July 13, 2015 report
Scientists study how memory patterns propagate in the hippocampus
Neuroscientists have recognized that Hopfield networks provide a model of human memory, and a pair of researchers from Johns Hopkins University School of Medicine have published a study exploring the mechanisms of self-sustaining sequences of activity patterns in neuronal circuits. They've published their results in the journal Science.
They focused their research on rat place cells, hippocampal neurons that activate in response to an animal's location in its environment. The population of place cells in the hippocampus generates a cognitive map of the animal's surroundings, and they are capable of changing their firing patterns in response to a large change. But the patterns are believed to be stabilized by Hopfield network attractor dynamics.
The study provides evidence that hippocampal neurons express sequenced reactivations composed of the autoassociative "attractor" patterns that Hopfield described in his framework. Further, the researchers establish that sequences of patterns can be stored by combining fast autoassociation of attractors with slower so-called "heteroassociation" of successive patterns. This allows each pattern to be corrected before transitioning to the next pattern in the sequence.
Acquisition of direct evidence for these dynamics has been hindered in the past by the difficulty of obtaining data from large numbers of hippocampal cells, but the researchers recently developed techniques allowing them to record the activity of up to 263 neurons simultaneously. They recorded the activity of dorsal hippocampal neurons of five rats across multiple sessions during which the animals explored open areas and linear tracks.

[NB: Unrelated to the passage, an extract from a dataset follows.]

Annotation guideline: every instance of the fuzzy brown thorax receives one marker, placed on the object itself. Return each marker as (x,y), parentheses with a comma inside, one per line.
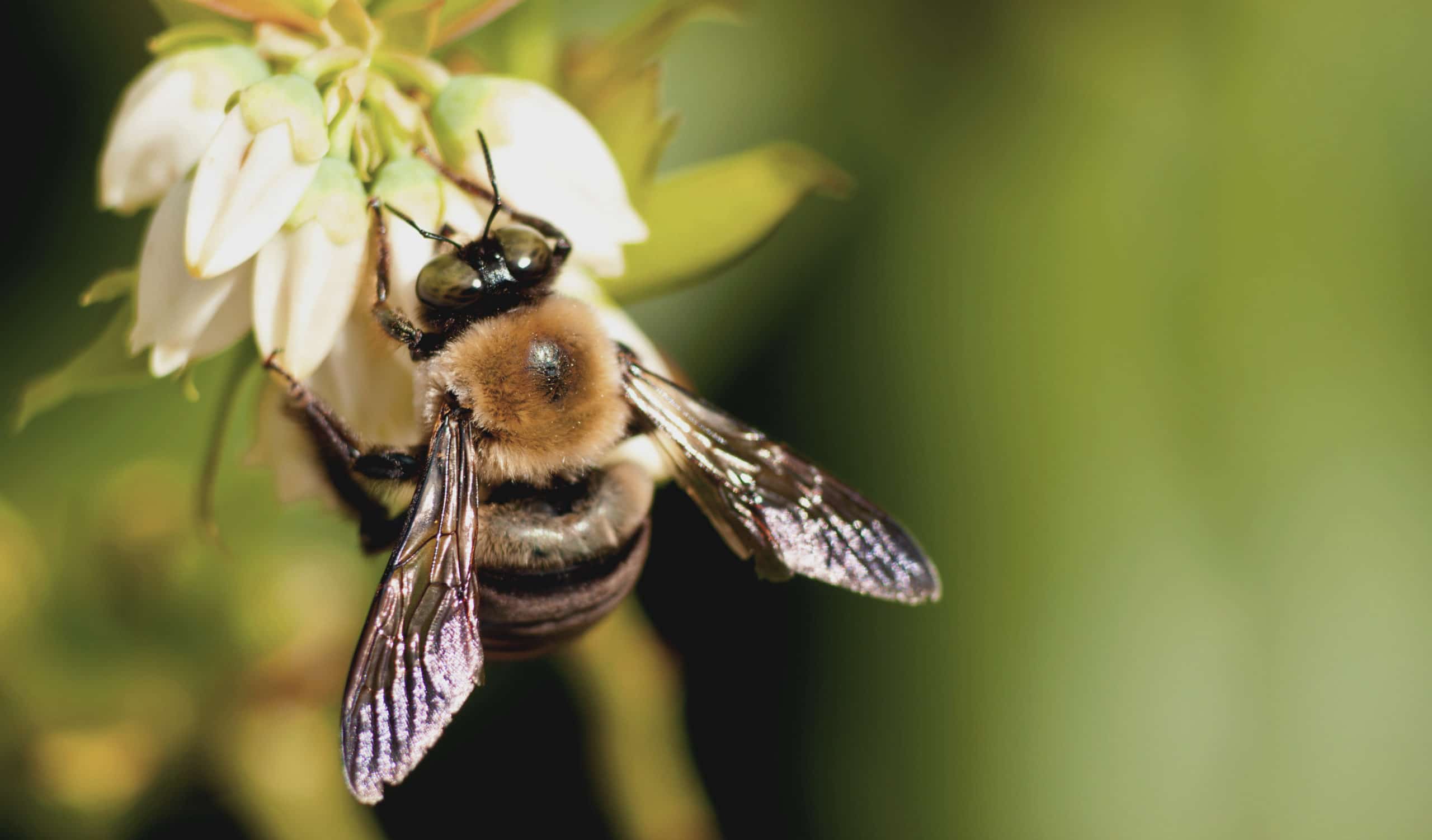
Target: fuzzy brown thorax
(543,387)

One of the unresolved problems in theoretical models of such brain activity is the collapse of multiple networks of neural patterns into random noise. "It is recognized that unbounded attractor dynamics in such a network can lead to runaway excitatory activity," the authors write. "Our data suggests a solution to this problem, in which attractor strength oscillates at the slow-gamma frequency between high levels of activity [focusing neural representation on a "unit" of information, such as a single location in space] and low levels of activity [weakening the attractor dynamics to allow transition to another unit]."
Their findings regarding oscillations at the gamma frequency are consistent with a growing body of neuroscience suggesting that these slow rhythms mediate communication between brain regions by synchronizing signals from distant sources with local circuitry. "Our data point to an additional role in allowing neuronal architectures to focus representation while avoiding excess positive feedback," the authors write.
Neuronal circuits produce self-sustaining sequences of activity patterns, but the precise mechanisms remain unknown. Here we provide evidence for autoassociative dynamics in sequence generation. During sharp-wave ripple (SWR) events, hippocampal neurons express sequenced reactivations, which we show are composed of discrete attractors. Each attractor corresponds to a single location, the representation of which sharpens over the course of several milliseconds, as the reactivation focuses at that location. Subsequently, the reactivation transitions rapidly to a spatially discontiguous location. This alternation between sharpening and transition occurs repeatedly within individual SWRs and is locked to the slow-gamma (25 to 50 hertz) rhythm. These findings support theoretical notions of neural network function and reveal a fundamental discretization in the retrieval of memory in the hippocampus, together with a function for gamma oscillations in the control of attractor dynamics.